Downregulated RPS-30 in Angiostrongylus cantonensis L5 plays a defensive role against damage due to oxidative stress.

Background: Eosinophilic meningitis, caused by fifth-stage larvae of the nematode (roundworm) Angiostrongylus cantonensis, is mainly attributed to the contribution of eosinophils to tissue inflammatory responses in helminthic infections. Eosinophils are associated with the killing of helminths via peroxidative oxidation and hydrogen peroxide generated by the dismutation of superoxide produced during respiratory bursts. In contrast, when residing in the host with high level of eosinophils, helminthic worms have evolved to attenuate eosinophil-mediated tissue inflammatory responses for their survival in the hosts. In a previous study we demonstrated that the expression of the A. cantonensis RPS 30 gene (Acan-rps-30) was significantly downregulated in A. cantonensis L5 roundworms residing in cerebrospinal fluid with a high level of eosinophils. Acan-RPS-30 is a protein homologous to the human Fau protein that plays a pro-apoptotic regulatory role and may function in protecting worms from oxidative stress.

Methods: The isolation and structural characterization of Acan-RPS-30 were performed using rapid amplification of cDNA ends (RACE), genome walking and bioinformatics. Quantitative real-time-PCR and microinjection were used to detect the expression patterns of Acan-rps-30. Feeding RNA interference (RNAi) was used to knockdown the apoptosis gene ced-3. Microinjection was performed to construct transgenic worms. An oxidative stress assay was used to determine the functions of Acan-RPS-30.

Results: Our results showed that Acan-RPS-30 consisted of 130 amino acids. It was grouped into clade V with C. elegans in the phylogenetic analysis. It was expressed ubiquitously in worms and was downregulated in both L5 larvae and adult A. cantonensis. Worms expressing pCe-rps30::Acan-rps-30::rfp, with the refractile "button-like" apoptotic corpses, were susceptible to oxidative stress. Apoptosis genes ced-3 and ced-4 were both upregulated in the transgenic worms. The phenotype susceptible to oxidative stress could be converted with a ced-3 defective mutation and RNAi. rps-30 mutant worms were resistant to oxidative stress, with ced-3 and ced-4 both downregulated. The oxidative stress-resistant phenotype could be rescued and inhibited by through the expression of pCe-rps30::Acan-rps-30::rfp in rps-3 mutant worms.

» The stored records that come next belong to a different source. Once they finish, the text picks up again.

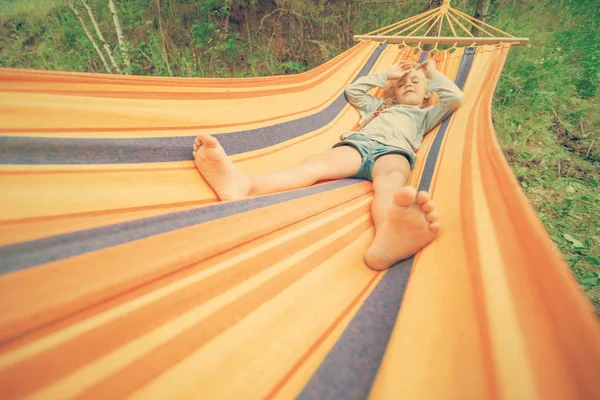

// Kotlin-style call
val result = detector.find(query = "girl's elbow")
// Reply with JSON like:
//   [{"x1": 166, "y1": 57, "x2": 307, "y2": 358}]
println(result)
[{"x1": 452, "y1": 93, "x2": 465, "y2": 109}]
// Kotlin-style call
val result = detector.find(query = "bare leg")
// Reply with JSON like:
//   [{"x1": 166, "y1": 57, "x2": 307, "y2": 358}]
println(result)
[
  {"x1": 365, "y1": 154, "x2": 440, "y2": 270},
  {"x1": 193, "y1": 134, "x2": 361, "y2": 201}
]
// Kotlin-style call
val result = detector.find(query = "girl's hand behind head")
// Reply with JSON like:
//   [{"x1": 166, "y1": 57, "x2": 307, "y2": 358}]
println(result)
[{"x1": 386, "y1": 61, "x2": 414, "y2": 79}]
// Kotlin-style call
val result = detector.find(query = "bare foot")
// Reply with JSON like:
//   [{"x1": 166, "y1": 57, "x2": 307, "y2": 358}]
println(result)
[
  {"x1": 192, "y1": 133, "x2": 252, "y2": 201},
  {"x1": 365, "y1": 186, "x2": 440, "y2": 271}
]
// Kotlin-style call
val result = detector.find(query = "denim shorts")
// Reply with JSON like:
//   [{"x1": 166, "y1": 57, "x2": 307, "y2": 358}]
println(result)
[{"x1": 333, "y1": 135, "x2": 415, "y2": 182}]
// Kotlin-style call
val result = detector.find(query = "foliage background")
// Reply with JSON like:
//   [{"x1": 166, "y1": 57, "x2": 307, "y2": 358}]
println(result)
[{"x1": 0, "y1": 0, "x2": 600, "y2": 313}]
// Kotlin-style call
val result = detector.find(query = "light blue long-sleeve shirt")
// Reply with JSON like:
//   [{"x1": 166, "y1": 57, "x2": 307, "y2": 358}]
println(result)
[{"x1": 342, "y1": 71, "x2": 463, "y2": 157}]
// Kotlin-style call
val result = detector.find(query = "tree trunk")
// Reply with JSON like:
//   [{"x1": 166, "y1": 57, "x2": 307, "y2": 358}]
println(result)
[
  {"x1": 108, "y1": 0, "x2": 131, "y2": 68},
  {"x1": 471, "y1": 0, "x2": 491, "y2": 37},
  {"x1": 81, "y1": 0, "x2": 121, "y2": 73},
  {"x1": 67, "y1": 1, "x2": 112, "y2": 74}
]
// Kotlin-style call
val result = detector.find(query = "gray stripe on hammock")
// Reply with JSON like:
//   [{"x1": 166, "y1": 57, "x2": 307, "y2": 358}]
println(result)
[
  {"x1": 0, "y1": 45, "x2": 387, "y2": 165},
  {"x1": 0, "y1": 179, "x2": 362, "y2": 275},
  {"x1": 298, "y1": 48, "x2": 476, "y2": 400}
]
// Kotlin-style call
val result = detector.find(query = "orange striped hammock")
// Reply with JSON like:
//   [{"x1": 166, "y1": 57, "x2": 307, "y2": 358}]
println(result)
[{"x1": 0, "y1": 42, "x2": 600, "y2": 399}]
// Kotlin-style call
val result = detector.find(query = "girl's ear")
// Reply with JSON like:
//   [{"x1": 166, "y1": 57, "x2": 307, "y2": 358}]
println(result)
[{"x1": 423, "y1": 93, "x2": 431, "y2": 106}]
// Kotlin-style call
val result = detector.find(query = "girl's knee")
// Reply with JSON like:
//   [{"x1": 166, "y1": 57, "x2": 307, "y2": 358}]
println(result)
[{"x1": 373, "y1": 169, "x2": 408, "y2": 190}]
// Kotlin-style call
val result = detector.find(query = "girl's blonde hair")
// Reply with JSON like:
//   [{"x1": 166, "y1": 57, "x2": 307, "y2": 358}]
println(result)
[{"x1": 377, "y1": 72, "x2": 432, "y2": 111}]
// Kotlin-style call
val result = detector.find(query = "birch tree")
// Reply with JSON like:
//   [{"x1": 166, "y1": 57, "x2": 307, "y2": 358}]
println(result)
[
  {"x1": 67, "y1": 1, "x2": 113, "y2": 74},
  {"x1": 108, "y1": 0, "x2": 131, "y2": 68},
  {"x1": 81, "y1": 0, "x2": 122, "y2": 74}
]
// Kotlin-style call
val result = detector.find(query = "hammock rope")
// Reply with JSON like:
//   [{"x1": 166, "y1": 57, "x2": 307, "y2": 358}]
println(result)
[{"x1": 354, "y1": 0, "x2": 529, "y2": 48}]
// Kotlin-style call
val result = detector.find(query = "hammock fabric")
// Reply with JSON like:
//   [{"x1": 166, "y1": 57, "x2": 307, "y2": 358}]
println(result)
[{"x1": 0, "y1": 42, "x2": 600, "y2": 399}]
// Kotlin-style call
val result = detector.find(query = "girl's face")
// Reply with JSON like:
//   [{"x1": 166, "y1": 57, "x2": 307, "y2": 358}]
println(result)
[{"x1": 394, "y1": 69, "x2": 427, "y2": 107}]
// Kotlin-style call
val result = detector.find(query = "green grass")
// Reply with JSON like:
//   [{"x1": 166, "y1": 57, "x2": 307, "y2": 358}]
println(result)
[{"x1": 0, "y1": 0, "x2": 600, "y2": 314}]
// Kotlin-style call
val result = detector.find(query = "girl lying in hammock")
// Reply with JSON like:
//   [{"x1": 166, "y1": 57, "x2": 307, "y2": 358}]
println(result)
[{"x1": 193, "y1": 60, "x2": 462, "y2": 270}]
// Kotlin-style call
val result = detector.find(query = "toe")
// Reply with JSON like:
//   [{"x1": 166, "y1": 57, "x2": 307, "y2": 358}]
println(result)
[
  {"x1": 415, "y1": 190, "x2": 429, "y2": 206},
  {"x1": 196, "y1": 133, "x2": 219, "y2": 148},
  {"x1": 421, "y1": 200, "x2": 435, "y2": 212},
  {"x1": 425, "y1": 211, "x2": 440, "y2": 223},
  {"x1": 394, "y1": 186, "x2": 417, "y2": 207}
]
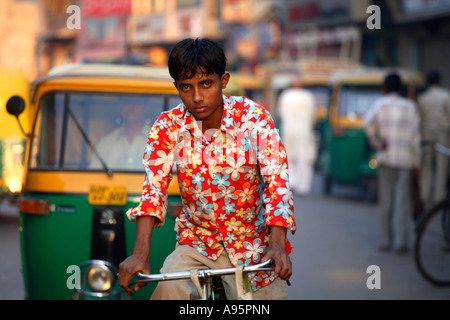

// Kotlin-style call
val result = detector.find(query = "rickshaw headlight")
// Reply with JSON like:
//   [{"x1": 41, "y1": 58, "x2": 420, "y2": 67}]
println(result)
[{"x1": 87, "y1": 265, "x2": 114, "y2": 291}]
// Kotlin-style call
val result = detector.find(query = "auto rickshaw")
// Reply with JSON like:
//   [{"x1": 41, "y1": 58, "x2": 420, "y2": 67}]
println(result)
[
  {"x1": 0, "y1": 69, "x2": 30, "y2": 196},
  {"x1": 7, "y1": 64, "x2": 246, "y2": 300},
  {"x1": 320, "y1": 68, "x2": 423, "y2": 202}
]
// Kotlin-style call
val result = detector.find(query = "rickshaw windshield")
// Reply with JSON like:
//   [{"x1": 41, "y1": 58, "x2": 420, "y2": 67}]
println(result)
[
  {"x1": 305, "y1": 86, "x2": 331, "y2": 108},
  {"x1": 338, "y1": 86, "x2": 383, "y2": 117},
  {"x1": 30, "y1": 92, "x2": 181, "y2": 171}
]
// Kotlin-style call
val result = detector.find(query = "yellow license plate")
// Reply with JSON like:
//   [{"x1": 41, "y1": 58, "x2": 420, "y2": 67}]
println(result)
[{"x1": 89, "y1": 185, "x2": 127, "y2": 206}]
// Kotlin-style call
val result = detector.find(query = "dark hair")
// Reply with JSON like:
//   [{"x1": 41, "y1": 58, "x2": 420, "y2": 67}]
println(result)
[
  {"x1": 384, "y1": 72, "x2": 402, "y2": 92},
  {"x1": 169, "y1": 38, "x2": 227, "y2": 80}
]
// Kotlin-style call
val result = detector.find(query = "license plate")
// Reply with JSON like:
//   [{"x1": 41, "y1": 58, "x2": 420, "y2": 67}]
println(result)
[{"x1": 89, "y1": 185, "x2": 127, "y2": 206}]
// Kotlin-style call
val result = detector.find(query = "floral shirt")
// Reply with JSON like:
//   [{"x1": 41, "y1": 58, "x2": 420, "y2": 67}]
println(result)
[{"x1": 127, "y1": 95, "x2": 296, "y2": 290}]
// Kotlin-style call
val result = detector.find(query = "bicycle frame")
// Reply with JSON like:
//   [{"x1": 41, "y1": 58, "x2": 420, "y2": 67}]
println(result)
[{"x1": 130, "y1": 260, "x2": 273, "y2": 300}]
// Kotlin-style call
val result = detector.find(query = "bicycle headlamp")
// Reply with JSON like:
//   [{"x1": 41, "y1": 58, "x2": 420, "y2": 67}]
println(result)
[{"x1": 87, "y1": 264, "x2": 115, "y2": 292}]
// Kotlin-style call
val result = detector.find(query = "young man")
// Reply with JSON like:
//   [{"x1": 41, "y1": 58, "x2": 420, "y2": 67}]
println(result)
[
  {"x1": 119, "y1": 39, "x2": 296, "y2": 299},
  {"x1": 364, "y1": 73, "x2": 420, "y2": 254}
]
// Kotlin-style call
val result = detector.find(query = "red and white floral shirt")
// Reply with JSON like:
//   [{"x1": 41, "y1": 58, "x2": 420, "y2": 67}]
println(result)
[{"x1": 127, "y1": 95, "x2": 296, "y2": 290}]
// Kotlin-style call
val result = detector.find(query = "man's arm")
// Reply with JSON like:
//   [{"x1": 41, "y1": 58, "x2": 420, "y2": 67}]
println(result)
[
  {"x1": 119, "y1": 216, "x2": 158, "y2": 294},
  {"x1": 261, "y1": 226, "x2": 292, "y2": 280}
]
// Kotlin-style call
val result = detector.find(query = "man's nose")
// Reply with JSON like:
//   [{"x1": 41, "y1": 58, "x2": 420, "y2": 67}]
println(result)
[{"x1": 194, "y1": 88, "x2": 203, "y2": 103}]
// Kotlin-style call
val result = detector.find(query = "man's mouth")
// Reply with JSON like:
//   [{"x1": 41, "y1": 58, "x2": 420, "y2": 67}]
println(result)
[{"x1": 194, "y1": 106, "x2": 207, "y2": 113}]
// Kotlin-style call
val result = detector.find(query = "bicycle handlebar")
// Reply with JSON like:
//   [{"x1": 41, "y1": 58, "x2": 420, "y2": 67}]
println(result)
[{"x1": 130, "y1": 259, "x2": 273, "y2": 285}]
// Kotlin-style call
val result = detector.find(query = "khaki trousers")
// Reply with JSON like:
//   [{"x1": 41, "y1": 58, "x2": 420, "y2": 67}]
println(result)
[{"x1": 151, "y1": 245, "x2": 288, "y2": 300}]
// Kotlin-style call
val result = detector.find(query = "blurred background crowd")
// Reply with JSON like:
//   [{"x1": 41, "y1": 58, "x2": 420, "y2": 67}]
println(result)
[{"x1": 0, "y1": 0, "x2": 450, "y2": 86}]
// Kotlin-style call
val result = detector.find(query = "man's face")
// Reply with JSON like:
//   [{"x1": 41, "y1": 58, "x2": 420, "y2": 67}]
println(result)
[{"x1": 174, "y1": 69, "x2": 230, "y2": 122}]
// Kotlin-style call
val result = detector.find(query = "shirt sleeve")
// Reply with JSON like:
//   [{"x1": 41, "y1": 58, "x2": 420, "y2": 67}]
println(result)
[
  {"x1": 127, "y1": 113, "x2": 176, "y2": 227},
  {"x1": 252, "y1": 107, "x2": 297, "y2": 233}
]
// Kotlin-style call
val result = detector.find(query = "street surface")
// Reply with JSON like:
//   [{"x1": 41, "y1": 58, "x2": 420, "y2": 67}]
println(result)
[{"x1": 0, "y1": 175, "x2": 450, "y2": 300}]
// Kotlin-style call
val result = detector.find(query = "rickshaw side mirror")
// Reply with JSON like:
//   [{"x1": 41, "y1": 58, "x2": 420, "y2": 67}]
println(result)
[
  {"x1": 6, "y1": 96, "x2": 25, "y2": 118},
  {"x1": 6, "y1": 96, "x2": 30, "y2": 137}
]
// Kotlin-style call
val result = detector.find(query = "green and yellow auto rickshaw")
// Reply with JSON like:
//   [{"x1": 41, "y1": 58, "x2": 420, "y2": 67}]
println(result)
[
  {"x1": 7, "y1": 64, "x2": 246, "y2": 300},
  {"x1": 8, "y1": 64, "x2": 190, "y2": 299},
  {"x1": 320, "y1": 68, "x2": 423, "y2": 201}
]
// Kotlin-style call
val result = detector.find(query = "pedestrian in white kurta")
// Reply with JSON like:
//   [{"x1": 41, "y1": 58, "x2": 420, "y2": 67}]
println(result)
[
  {"x1": 278, "y1": 78, "x2": 317, "y2": 195},
  {"x1": 418, "y1": 72, "x2": 450, "y2": 206}
]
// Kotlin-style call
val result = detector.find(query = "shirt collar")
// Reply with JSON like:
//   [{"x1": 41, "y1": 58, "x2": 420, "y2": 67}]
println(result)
[{"x1": 181, "y1": 95, "x2": 237, "y2": 137}]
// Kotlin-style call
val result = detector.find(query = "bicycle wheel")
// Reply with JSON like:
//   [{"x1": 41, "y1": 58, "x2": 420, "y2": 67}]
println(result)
[{"x1": 414, "y1": 200, "x2": 450, "y2": 286}]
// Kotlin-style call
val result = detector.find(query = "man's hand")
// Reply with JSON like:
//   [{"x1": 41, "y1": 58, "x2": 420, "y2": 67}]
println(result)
[
  {"x1": 118, "y1": 255, "x2": 151, "y2": 295},
  {"x1": 118, "y1": 216, "x2": 157, "y2": 294},
  {"x1": 261, "y1": 226, "x2": 292, "y2": 280}
]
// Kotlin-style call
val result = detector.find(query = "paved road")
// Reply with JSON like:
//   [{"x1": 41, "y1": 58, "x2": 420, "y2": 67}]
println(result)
[
  {"x1": 289, "y1": 177, "x2": 450, "y2": 300},
  {"x1": 0, "y1": 177, "x2": 450, "y2": 300}
]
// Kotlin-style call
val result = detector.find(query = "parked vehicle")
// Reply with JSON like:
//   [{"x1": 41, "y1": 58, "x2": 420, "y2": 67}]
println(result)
[
  {"x1": 8, "y1": 64, "x2": 191, "y2": 299},
  {"x1": 320, "y1": 68, "x2": 423, "y2": 201}
]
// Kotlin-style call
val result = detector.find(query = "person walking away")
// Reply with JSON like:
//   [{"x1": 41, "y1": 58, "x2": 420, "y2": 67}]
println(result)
[
  {"x1": 364, "y1": 73, "x2": 421, "y2": 254},
  {"x1": 278, "y1": 77, "x2": 317, "y2": 195},
  {"x1": 417, "y1": 71, "x2": 450, "y2": 207}
]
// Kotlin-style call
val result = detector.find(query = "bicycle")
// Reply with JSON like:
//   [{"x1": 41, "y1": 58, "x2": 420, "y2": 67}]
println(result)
[
  {"x1": 414, "y1": 144, "x2": 450, "y2": 286},
  {"x1": 130, "y1": 260, "x2": 273, "y2": 300}
]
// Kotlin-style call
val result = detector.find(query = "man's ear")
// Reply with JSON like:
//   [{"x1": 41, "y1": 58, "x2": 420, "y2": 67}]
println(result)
[{"x1": 221, "y1": 72, "x2": 230, "y2": 89}]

Conclusion: In C. elegans worms, downregulated RPS-30 plays a defensive role against damage due to oxidative stress, facilitating worm survival by regulating downregulated ced-3. This observation may indicate the mechanism by which A. cantonensis L5 worms, with downregulated Acan-RPS-30, survive in the central nervous system of humans from the immune response of eosinophils.